The following is a guest post by MMD from MyMoneyDesign.com, a blog about designing a plan for early retirement, endless wealth, and having a better life! If you are interested in submitting a guest post, please see our guest posting guidelines.
Did you or anyone you know ever receive any money from a loved one after they passed on? If you haven’t recently, you’re not alone. According to a recent article from the Daily Finance entitled “Die Broke — on Purpose: An Unconventional Retirement Plan”, nearly 46% of people die with less than $10,000 to their name. So even if you are able to leave something behind to your beneficiaries, you’re in the minority!
Although the article was more of a wake-up call calling our society to do a better job saving for retirement, it did also try to argue in favor of using up all your money during retirement. This poses an interesting set of questions: Why should we have any money at all when we die? After all, we can’t take it with us. Should we aim to use it all up before we move on?

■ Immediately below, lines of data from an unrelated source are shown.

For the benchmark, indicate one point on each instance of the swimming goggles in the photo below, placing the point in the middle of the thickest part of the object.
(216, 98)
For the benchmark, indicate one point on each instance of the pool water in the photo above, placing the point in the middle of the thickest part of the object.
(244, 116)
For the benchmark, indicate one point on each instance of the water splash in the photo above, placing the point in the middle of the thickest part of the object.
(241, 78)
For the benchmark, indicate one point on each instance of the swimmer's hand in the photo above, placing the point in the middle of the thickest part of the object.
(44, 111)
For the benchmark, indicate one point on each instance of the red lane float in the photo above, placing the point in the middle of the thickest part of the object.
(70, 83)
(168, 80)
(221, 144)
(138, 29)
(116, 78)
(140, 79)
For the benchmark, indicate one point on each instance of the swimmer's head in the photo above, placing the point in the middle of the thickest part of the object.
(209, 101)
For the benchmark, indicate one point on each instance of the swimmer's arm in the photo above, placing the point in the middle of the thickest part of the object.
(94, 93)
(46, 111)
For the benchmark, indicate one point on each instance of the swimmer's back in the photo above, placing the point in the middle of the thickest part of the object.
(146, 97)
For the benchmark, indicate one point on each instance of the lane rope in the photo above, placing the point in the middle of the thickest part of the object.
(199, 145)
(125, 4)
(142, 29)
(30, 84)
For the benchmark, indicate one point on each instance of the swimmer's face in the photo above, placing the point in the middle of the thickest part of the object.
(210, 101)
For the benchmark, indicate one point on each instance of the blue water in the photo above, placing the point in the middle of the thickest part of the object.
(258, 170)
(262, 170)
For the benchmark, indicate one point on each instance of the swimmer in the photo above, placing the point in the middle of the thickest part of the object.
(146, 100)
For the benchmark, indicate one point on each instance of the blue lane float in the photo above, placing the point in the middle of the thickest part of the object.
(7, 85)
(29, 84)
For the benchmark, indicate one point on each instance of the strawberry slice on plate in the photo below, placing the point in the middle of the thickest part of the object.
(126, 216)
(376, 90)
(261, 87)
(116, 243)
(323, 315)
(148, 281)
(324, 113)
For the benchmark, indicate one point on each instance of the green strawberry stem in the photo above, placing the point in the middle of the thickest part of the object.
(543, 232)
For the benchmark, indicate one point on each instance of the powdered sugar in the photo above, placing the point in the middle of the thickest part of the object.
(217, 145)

Why Don’t We Leave Something Behind Anymore?
In the years past, it wasn’t that uncommon to hear about your elders leaving behind a few four, five, or even six figures to their loved ones. And that should come as no surprise. The previous generations (those from the Great Depression and surrounding eras) were much more frugal and better savers than we are. They paid cash for their cars and settled the mortgages on their modestly-increasing-in-value houses ahead of schedule. They didn’t have to worry about retirement because they had great pensions to depend upon. And above all – they got by with a lot less than we do. But that was then …
Today our society is squeezed harder than ever to make ends meet:
- The median income has been little unchanged over the past 30 years
- Gas and other commodities are much, much higher in price than anyone would have ever expected
- Healthcare costs are climbing at ridiculous rates!
- Even if you are paying off your house, it’s probably worth less (now) than what you paid for it.
- We’re on our own for retirement. Pensions are a dying and endangered species. Basically if you’re not saving on your own, you’ll have nothing to show for yourself.
When you put things in that perspective, how can we possibly afford to leave something behind?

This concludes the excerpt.